Professor Kalbermatten is an Associate Professor of Spanish.

Professor María Isabel Kalbermatten and James Ramsburg (18) received the Presidential Faculty-Student Collaboration Grant 2017-2018 for their project titled “Manipulation and Representation of Reality in Cristina Kirchner’s Political Discourses from 2007 to 2015.” The main goal of the project is to show how audiences could be manipulated through the speeches of the former president of Argentina. During the summer, Professor Kalbermatten and James Ramsburg will analyze how Cristina Kirchner’s political discourses try to direct the mind of the recipients (i.e., their knowledge and beliefs and, indirectly, their acts) in her favor and against those of the “others” (e.g., the media, the judiciary, the financial services industry and “vulture funds,” imperialism, etc.), by using certain discursive strategies.


Professor Kalbermatten is excited to be working in this project. “This project will continue my previous research on ideology, manipulation and discourse. In this new project, I would like to more explicitly explore the relationship among ideology, manipulation and representation of reality in political discourses such as those of the former president of Argentina. I want to analyze how the reality is represented in those speeches through the use of specific linguistics strategies. I have been doing research on Critical Discourse Analysis (CDA), which is an interdisciplinary approach to discourse that views language as a form of social practice and focuses on the ways social and political domination are reproduced by text and talk.
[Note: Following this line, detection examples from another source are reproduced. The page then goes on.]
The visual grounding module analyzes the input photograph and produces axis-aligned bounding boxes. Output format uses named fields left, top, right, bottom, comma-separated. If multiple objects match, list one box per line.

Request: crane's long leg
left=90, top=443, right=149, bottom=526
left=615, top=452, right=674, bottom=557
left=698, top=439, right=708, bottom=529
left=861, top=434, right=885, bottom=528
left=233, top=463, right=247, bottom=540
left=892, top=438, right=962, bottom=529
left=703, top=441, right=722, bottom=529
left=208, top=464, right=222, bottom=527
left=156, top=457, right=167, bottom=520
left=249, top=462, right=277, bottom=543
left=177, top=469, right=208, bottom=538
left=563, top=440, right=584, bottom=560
I have also been doing research on Feminist Critical Discourse Analysis that focuses on how gender ideology and gendered relations of power are produced, negotiated and contested in representations of social practice, in social relationships among people, and in an individual’s social and personal identities in text and talk.”

James Ramsburg (18) is a double major in Spanish and LALACS.

Professor Kalbermatten also pointed out that, “The discursive analysis of Cristina Fernández de Kirchner requires a well-suited collaborator and provides an opportunity for me to engage in student-faculty research. James Ramsburg is ideal for working on this project. He has taken my class Spanish Thru Linguistics (Spa 370) in the fall of 2016. He is an excellent student, and his passion for linguistics and discourse analysis is admirable.”

James Ramsburg, who is a double major in Spanish and LALACS, said: “I am incredibly excited to be working on this project with Professor Kalbermatten as it represents a unique undergraduate opportunity to connect theory with practice and because it is an invaluable hands-on experience to prepare me for graduate school and beyond. The knowledge I gain through working on this investigation will also serve as the foundation for my LALACS senior capstone project, which will employ applied linguistics in the Latin American context – most likely in the form of discourse analysis.